Dimming systems in all patient floor corridors are designed to give a lower ambient light level during the evening hours and incur energy savings from the decreased output. The variation of illumination from 100% to 50% is completed over a 30-minute period, unnoticed by hospital personnel and patients. The evenly dimmed corridor light distribution provides a pleasant environment when walking the corridor and reading patient charts. Control of lighting for all commons areas, the parking garage and exterior lighting is performed through the dimming system with photocell and time clock on/off.

In addition, fiber-optic lighting is used in many areas of the hospital for accent lighting of special features. Fiber optic was used, instead of neon and cold cathode, because of ease of maintenance, color-changing capabilities and public safety—many of the applications are within reach of little hands. The fiber only carries the light, which originates at a hidden illuminator at each end of the fiber. No current is passed through it, so it is safe to touch or grab. End-emitting fiber provides the lighting effects for "twinkling star ceilings," while side-emitting fiber is used for backlighting stained glass in the chapel and highlighting coves in the lobby. And it's even used to produce waves of rainbow colors as a distraction for children during a particular radiology procedure.

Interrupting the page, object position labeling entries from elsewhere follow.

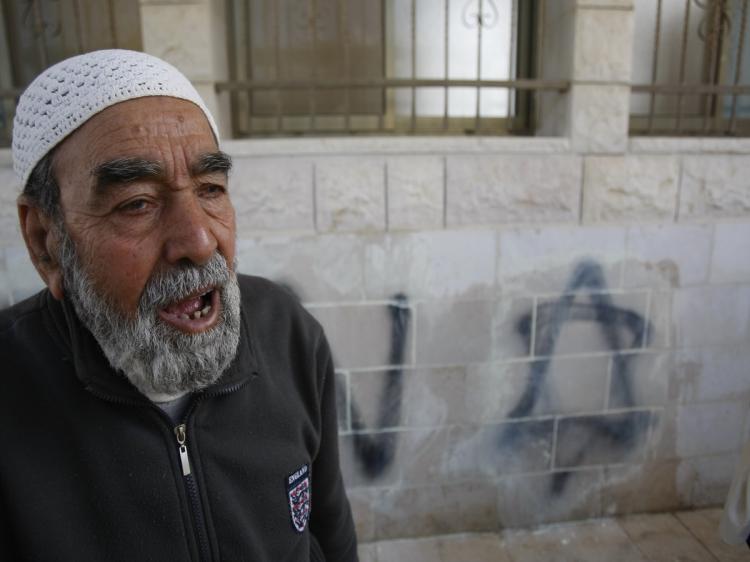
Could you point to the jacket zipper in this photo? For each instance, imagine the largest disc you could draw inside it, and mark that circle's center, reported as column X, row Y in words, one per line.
column 192, row 491
column 191, row 486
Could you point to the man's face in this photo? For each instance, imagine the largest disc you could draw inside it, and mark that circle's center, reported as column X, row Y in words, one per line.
column 141, row 193
column 147, row 245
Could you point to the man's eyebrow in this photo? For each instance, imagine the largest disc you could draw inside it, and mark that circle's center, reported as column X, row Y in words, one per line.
column 125, row 170
column 212, row 162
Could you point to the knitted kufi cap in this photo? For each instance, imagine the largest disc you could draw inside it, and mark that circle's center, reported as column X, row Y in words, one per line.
column 66, row 95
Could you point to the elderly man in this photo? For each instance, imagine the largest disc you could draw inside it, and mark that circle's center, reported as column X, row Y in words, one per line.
column 155, row 405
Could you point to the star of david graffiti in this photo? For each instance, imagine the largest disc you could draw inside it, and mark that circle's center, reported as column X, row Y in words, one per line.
column 622, row 329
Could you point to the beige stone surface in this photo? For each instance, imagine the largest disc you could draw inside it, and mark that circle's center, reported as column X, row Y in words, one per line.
column 715, row 315
column 415, row 192
column 360, row 335
column 714, row 186
column 570, row 385
column 668, row 255
column 431, row 397
column 454, row 332
column 730, row 261
column 710, row 428
column 630, row 188
column 504, row 189
column 479, row 547
column 704, row 481
column 599, row 118
column 164, row 29
column 568, row 327
column 544, row 260
column 512, row 328
column 528, row 500
column 270, row 195
column 594, row 541
column 704, row 525
column 431, row 264
column 663, row 537
column 648, row 487
column 430, row 510
column 350, row 194
column 318, row 268
column 488, row 451
column 603, row 40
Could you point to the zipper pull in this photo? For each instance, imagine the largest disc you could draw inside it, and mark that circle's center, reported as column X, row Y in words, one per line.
column 179, row 432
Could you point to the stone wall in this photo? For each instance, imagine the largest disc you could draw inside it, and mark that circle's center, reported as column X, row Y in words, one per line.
column 525, row 329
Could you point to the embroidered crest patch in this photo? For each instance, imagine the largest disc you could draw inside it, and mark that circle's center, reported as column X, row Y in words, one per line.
column 298, row 492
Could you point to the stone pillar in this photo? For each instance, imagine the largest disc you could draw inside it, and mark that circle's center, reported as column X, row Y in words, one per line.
column 191, row 35
column 601, row 70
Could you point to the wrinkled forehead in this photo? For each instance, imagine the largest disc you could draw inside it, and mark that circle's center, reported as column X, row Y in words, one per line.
column 170, row 133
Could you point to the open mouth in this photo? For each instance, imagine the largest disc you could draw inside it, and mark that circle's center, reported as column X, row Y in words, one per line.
column 195, row 313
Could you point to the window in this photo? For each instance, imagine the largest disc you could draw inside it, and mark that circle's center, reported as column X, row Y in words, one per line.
column 375, row 66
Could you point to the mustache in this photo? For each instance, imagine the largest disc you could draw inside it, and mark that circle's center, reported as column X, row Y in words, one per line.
column 179, row 282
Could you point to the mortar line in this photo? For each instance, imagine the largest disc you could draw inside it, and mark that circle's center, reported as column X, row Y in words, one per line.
column 681, row 160
column 445, row 192
column 385, row 195
column 315, row 196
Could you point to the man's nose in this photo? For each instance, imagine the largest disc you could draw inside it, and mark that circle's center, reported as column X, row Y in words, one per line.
column 188, row 232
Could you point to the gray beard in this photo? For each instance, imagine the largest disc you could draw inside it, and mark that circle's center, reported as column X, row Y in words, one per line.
column 155, row 357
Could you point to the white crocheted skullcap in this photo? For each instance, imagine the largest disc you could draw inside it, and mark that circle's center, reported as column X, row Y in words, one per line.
column 69, row 93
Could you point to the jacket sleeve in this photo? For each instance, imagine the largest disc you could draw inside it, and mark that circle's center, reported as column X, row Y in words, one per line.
column 331, row 519
column 735, row 521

Final touches to the lighting system include the following:

  • Parabolic and indirect troffers provide low-glare lighting on CRT screens.

  • Fluorescent downlights with dimming capability provide user flexibility in radiology, nuclear medicine and ultrasound rooms.

  • Motion detectors in public toilets and open storage areas shut off the lights during low-use times.

  • LED exit signs are ultra-efficient energy consumers.

  • Indirect dimmable lighting wall fixtures, along with quartz downlight, are used in neonatal intensive care for exam purposes.

Part of the team

The design of Children's Hospital was definitely a team effort that included not only the building team, but other concerned parties as well. Building designers held multiple user-group meetings with nurses and doctors. Mockup rooms were constructed for surgery, emergency, trauma, intensive care and patient rooms. It was a thorough process, and HDR's electrical and lighting designers were an essential part from start to finish.